Easy. Most drives that tend to fail tend to fail early (less than a year) but its not a huge percentage that fail early. You buy 5 drives, one fails in three months, the other 4 run for four to five years so the perceived failure rate is low. You bond two drives together, if either one is the flake you still experience a data loss, even though the second drive may have run on its own for the full 5 years.
So you're dragging a perfectly good drives failure rate down to the level of the low common denominator, which is the odds of the single drive failure plus the potential of the far more complex striping enclosure introducing a problem. Cheap striping enclosures introduce a LOT of problems.

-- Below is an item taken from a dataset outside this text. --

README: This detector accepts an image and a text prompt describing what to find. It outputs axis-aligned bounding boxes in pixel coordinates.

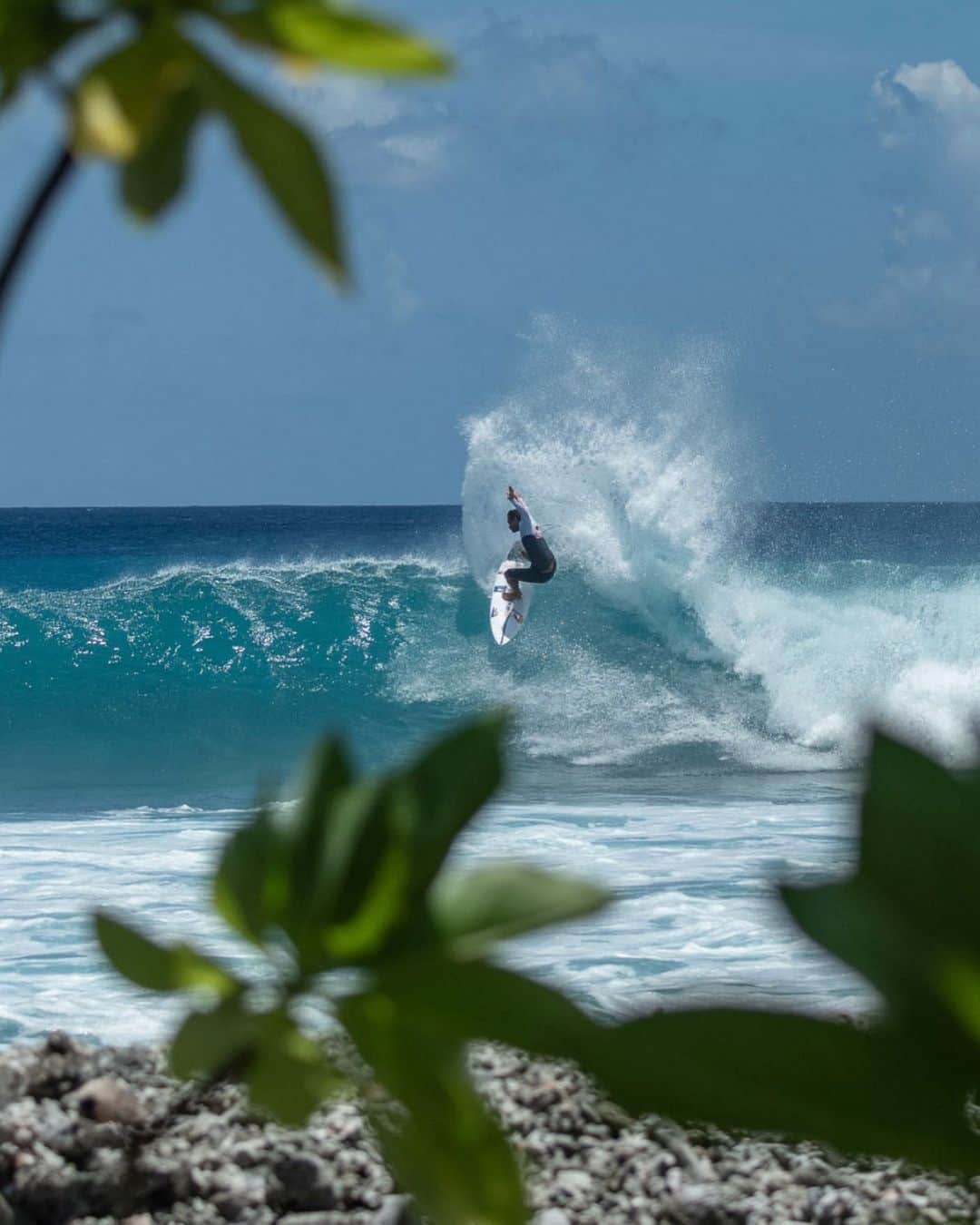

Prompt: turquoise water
[0,497,980,1039]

Since as consumers we likely dont have 20-30 drives in operation, just a few (couple in the dvr, one or two in the computer), the failure rate isnt simply half the mtbf of the average drive.
Given the complete lack of any ability to back up the data in question, short of having a second mirroring DVR, the loss is total.
So before I'd go with a striped 2TB setup using a pair of $180 1TB drives in an enclosure far more expensive than a pair of simple esata non striping external enclosures, I'd use a second DVR, mirror important programming, pay the $5 a month fee for the second dvr, and double my mtbf along with my recording options.
If any of this seems obtuse, be advised that I've been watching my 3 year old since 5am.
Perhaps a better analogy would be to consider tires on your car. One goes flat, the whole car is inoperative despite the three perfectly good tires and the failure of the tire could result in a total loss of the car. Given two motorcycles, a tire failure doesnt turn a 25% loss into a total failure, just a 50% one and its never a total loss.